The pathway analysis of Kyoto Encyclopedia of Gene and Genome (KEGG)

Based on the CEACAM1-related DEG, KEGG pathway analysis were conducted using the package "clusterProfiler" in the software of R. p < 0.05 was deemed to be significantly enriched term. We used the ggplot2 package for R to present the top-ranked pathways in terms of the number of enriched mRNAs in a bubble plot.

RT-qPCR

Cells were collected and RNA was extracted, and cDNA was synthesised using a reverse transcription kit (YEASEN, 11121ES60, Shanghai, China), followed by RT-qPCR using SYBR Green qPCR reagent (Biosharp, BL698A, Beijing, China). Moreover, RT-PCR for this study was performed using primers specific for human CEACAM1-4L (NM001712) were: F: 5'-AAACCAGAGTCTCCCGTCCT-3'; R: 5'-TTGTGCTCTCTGTGAGATCACGC-3'), and specific primers for human CEACAM1-3L (X14831) were: F: 5'-TCACTGATAATATGCTCTACCACAAGA-3'; R: 5'-TTGTGCTCTCTGTGAGATCACGC-3'. The primer for human GAPDH were: F: 5'-GCCATCACGTATCGTGGAAGG-3', R: 5'-GCCATCACGCCACAGTTTC-3'.

Cell transfection

The empty vector of plasmids (Miaoling Biology, P40122, Wuhan, China) served as a control. Plasmids contained CEACAM1-3L and CEACAM1-4L genes were constructed. BLBC cells (MDA-MB-231 or Hs-578T) were seeded into 6-well plates (3 × 105 cells/well) and 1.25μg of plasmid DNA was transfected using lipofectamine2000 reagent (Invitrogen, 11668-019, Carlsbad, USA). After 6 h of transfection, cells were rinsed and continued to be cultured in complete growth medium for 48 h, and then lysed for PCR analysis or other experiments.
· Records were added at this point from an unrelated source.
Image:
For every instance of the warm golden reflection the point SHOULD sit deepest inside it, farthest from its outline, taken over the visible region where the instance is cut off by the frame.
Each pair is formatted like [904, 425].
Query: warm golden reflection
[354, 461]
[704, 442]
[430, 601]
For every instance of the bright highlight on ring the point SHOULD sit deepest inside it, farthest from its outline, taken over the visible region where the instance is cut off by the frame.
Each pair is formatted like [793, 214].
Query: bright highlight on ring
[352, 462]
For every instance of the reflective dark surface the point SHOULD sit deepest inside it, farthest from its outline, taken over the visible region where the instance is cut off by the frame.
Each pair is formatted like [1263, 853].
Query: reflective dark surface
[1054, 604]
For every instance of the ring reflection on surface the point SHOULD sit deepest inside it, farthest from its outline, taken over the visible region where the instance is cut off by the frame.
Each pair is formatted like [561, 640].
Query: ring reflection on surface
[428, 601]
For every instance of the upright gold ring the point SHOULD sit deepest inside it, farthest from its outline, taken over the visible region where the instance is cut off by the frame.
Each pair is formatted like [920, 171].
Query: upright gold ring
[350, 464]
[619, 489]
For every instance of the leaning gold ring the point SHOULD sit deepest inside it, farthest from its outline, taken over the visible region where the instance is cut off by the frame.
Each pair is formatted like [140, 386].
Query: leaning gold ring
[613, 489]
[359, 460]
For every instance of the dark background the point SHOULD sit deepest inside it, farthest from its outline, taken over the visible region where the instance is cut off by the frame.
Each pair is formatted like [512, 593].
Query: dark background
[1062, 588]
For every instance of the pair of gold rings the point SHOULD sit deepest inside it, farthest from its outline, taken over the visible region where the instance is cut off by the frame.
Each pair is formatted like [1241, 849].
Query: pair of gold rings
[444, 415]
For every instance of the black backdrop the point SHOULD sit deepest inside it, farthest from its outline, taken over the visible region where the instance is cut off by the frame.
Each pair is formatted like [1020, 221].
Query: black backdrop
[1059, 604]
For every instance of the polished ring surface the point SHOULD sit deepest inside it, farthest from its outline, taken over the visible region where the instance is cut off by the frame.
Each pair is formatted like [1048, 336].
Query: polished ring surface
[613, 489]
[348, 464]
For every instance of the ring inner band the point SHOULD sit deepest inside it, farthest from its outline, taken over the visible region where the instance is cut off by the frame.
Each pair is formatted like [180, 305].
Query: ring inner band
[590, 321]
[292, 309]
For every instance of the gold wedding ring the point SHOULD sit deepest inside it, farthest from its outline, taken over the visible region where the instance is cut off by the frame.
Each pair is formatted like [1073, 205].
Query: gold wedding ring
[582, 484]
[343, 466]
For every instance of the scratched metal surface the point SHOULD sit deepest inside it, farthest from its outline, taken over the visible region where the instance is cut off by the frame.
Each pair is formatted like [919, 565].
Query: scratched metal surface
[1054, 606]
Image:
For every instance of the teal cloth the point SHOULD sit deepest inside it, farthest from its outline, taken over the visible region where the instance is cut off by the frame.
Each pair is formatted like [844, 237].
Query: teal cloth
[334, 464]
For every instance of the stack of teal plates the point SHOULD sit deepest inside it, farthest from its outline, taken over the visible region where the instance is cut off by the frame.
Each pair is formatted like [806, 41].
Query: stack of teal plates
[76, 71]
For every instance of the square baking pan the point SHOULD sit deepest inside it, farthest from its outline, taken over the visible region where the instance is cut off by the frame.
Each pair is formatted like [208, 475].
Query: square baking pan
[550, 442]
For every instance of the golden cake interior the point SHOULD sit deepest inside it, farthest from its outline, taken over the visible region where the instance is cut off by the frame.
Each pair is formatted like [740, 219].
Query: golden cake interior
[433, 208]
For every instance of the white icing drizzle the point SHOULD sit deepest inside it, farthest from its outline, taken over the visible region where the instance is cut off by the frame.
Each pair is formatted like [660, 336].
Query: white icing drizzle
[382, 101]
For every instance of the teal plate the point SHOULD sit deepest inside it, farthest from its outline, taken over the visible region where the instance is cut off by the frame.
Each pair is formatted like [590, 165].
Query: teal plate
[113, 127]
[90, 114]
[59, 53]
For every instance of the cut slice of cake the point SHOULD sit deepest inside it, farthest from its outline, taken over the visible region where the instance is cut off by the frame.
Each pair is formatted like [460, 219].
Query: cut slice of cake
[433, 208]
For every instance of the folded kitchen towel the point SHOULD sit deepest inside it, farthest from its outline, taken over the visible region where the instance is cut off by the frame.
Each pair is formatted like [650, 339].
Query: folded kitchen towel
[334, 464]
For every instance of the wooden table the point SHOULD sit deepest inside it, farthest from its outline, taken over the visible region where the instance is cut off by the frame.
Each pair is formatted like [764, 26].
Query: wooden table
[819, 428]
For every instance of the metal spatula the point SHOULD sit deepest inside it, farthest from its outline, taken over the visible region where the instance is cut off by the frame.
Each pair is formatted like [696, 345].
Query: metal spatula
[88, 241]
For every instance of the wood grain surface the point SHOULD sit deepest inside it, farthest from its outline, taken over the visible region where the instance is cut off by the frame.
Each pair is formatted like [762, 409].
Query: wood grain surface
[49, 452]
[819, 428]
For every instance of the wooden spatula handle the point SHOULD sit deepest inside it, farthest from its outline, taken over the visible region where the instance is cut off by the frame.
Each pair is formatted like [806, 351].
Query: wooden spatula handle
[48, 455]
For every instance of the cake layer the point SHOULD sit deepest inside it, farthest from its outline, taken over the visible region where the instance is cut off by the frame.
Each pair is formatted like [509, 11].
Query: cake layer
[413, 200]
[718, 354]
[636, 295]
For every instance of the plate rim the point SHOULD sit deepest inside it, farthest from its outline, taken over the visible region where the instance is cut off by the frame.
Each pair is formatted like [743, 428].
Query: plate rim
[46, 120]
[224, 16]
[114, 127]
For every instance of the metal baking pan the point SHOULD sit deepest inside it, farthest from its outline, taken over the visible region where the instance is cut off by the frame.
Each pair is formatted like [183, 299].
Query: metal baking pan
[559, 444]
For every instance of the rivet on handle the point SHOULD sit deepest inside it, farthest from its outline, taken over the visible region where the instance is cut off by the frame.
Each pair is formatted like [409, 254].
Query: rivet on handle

Cell counting kit-8 (CCK-8)

The suspension of BLBC cells (100 μL/well, 4500 cells/well) were seeded into 96-well plates and 5 μg of plasmid DNA was transfect using lipofectamine 2000. After culturing the cells for 48 h, 10 μL solution reagent of CCK-8 (Biosharp, BS350C, Beijing, China) was pipetted into each well. 2 h incubation later, the absorbance was detected at 450 nm and the change ratio in cellular activity was calculated.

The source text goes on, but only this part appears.